Era l’unico che non si imparanoiava e non sudava freddo guardingo di borseggiatori con stivali in pelle di lucertolone, scippatori dai denti fradici e metallizzati, rapinatori della zona - torre annunziata / torre del greco, stupratori impotenti per complessi edipici mai risolti con risvolti ai bermuda, ultras da poker di passaggio, veggenti avvolti in una persistente nebulosa di CO2, improbabili ambulanti ciarlatani puttanieri venditori di calamite dell’amore, ombrelli para/s/figa, stress/anti stress miracle machine , tric trac- uan ban alla suffragette city del duca bianco.
Ciondolava Johnny, ipnotico come l’afa che gli si tatua dietro il collo:  un cobra spellato in una giornata di giugno fatta di vecchiette che collassavano abbandonate in soffitte solitarie con caloriferi lasciati a palla da natale e infanti dimenticati da mamme  imboscate dietro scaldabagni mentre si  annegavano "regolari come i vecchi espressi Roma – Reggio Calabria con 3 ore minimo di ritardo" in pozzanghere alte 10 cm. 
Scodinzolando giù dalla Val Brembosa si sguinzagliava, come un rottweiler ancora da castrare, la famigerata gang The viados, parrucconi brasiliani hardcore come i twisted sisters, che sfidano gli occhi di Johnny dietro gli abbacinanti riflessi di un gioco specchietto retrovisore motherfucking effetto raggi laser te la riffeggiano al ritmo di “Ucci Ucci sento odor di giovinucci”.

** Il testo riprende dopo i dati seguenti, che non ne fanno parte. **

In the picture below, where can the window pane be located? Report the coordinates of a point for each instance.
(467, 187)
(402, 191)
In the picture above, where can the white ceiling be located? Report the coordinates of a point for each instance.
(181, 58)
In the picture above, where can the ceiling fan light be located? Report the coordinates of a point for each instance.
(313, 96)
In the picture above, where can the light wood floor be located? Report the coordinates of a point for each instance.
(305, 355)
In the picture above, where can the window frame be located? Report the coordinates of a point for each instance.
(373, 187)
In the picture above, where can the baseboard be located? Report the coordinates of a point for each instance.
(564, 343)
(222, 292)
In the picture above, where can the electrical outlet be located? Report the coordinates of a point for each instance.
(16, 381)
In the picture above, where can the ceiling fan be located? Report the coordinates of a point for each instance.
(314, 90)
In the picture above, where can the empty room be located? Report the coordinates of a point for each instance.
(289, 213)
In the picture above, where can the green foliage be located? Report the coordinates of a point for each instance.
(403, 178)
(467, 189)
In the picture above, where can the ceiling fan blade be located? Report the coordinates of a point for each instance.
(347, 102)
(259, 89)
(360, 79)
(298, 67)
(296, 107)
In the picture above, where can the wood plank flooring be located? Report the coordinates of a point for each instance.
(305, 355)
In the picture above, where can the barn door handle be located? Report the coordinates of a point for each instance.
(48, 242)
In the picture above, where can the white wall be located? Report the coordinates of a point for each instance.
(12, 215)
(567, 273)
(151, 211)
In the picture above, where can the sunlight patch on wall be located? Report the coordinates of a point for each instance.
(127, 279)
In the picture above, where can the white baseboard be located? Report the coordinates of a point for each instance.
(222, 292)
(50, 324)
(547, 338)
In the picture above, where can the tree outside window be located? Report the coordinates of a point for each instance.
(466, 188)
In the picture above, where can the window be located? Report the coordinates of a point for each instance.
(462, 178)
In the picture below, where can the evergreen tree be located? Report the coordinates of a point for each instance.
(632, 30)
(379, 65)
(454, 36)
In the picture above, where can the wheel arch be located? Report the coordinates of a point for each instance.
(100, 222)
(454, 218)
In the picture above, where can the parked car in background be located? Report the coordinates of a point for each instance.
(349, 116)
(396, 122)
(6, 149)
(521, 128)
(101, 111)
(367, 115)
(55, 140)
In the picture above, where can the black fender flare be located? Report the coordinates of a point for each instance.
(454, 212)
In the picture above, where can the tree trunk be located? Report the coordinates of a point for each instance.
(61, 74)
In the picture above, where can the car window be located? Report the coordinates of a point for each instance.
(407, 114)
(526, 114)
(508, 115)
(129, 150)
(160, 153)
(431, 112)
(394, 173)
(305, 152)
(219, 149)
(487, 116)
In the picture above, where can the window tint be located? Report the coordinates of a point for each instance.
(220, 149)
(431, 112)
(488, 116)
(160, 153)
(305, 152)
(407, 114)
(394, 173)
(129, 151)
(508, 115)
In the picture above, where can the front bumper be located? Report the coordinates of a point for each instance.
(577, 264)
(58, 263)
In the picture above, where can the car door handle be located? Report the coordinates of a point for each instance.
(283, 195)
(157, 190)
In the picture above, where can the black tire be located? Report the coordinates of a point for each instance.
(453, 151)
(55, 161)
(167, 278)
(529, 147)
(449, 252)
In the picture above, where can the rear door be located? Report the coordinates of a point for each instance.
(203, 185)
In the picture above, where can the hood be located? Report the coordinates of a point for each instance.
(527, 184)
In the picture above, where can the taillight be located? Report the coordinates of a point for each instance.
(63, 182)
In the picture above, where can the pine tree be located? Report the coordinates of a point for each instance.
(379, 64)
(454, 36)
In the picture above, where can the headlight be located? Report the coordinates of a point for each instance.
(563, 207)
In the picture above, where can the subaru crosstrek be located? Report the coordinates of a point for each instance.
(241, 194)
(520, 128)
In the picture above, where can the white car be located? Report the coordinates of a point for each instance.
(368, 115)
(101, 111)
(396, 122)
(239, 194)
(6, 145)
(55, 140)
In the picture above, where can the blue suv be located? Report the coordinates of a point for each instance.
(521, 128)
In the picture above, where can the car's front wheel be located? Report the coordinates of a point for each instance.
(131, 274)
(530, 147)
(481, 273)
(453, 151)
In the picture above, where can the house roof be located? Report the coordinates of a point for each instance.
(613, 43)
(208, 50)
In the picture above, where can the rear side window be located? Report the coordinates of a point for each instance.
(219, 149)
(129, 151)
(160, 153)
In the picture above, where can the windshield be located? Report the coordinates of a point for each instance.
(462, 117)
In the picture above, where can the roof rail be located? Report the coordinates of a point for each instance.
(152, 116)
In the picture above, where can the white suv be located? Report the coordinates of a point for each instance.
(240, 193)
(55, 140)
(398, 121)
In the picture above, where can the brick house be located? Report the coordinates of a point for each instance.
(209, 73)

“Lo sdrucito” si squamava nel cemento appoggiandosi a stampelle di turisti-finti- zoppi-cadaveri da troppo tempo in tour, e Tutori dell’ordine-disordinato si appropriavano in leasing della piazza davanti la stazione.
Ed fu lì davanti la stazione che da un balcone- soffitta effetto bohemien-stronzate-del- tipo- simil- Montmartre dell’hotel Gallia, che Brenda si godette la scena sgranellandosi la micia con i grani disperati del rosario di Santa Rita, un po’ s’accascia, un po’ bagascia.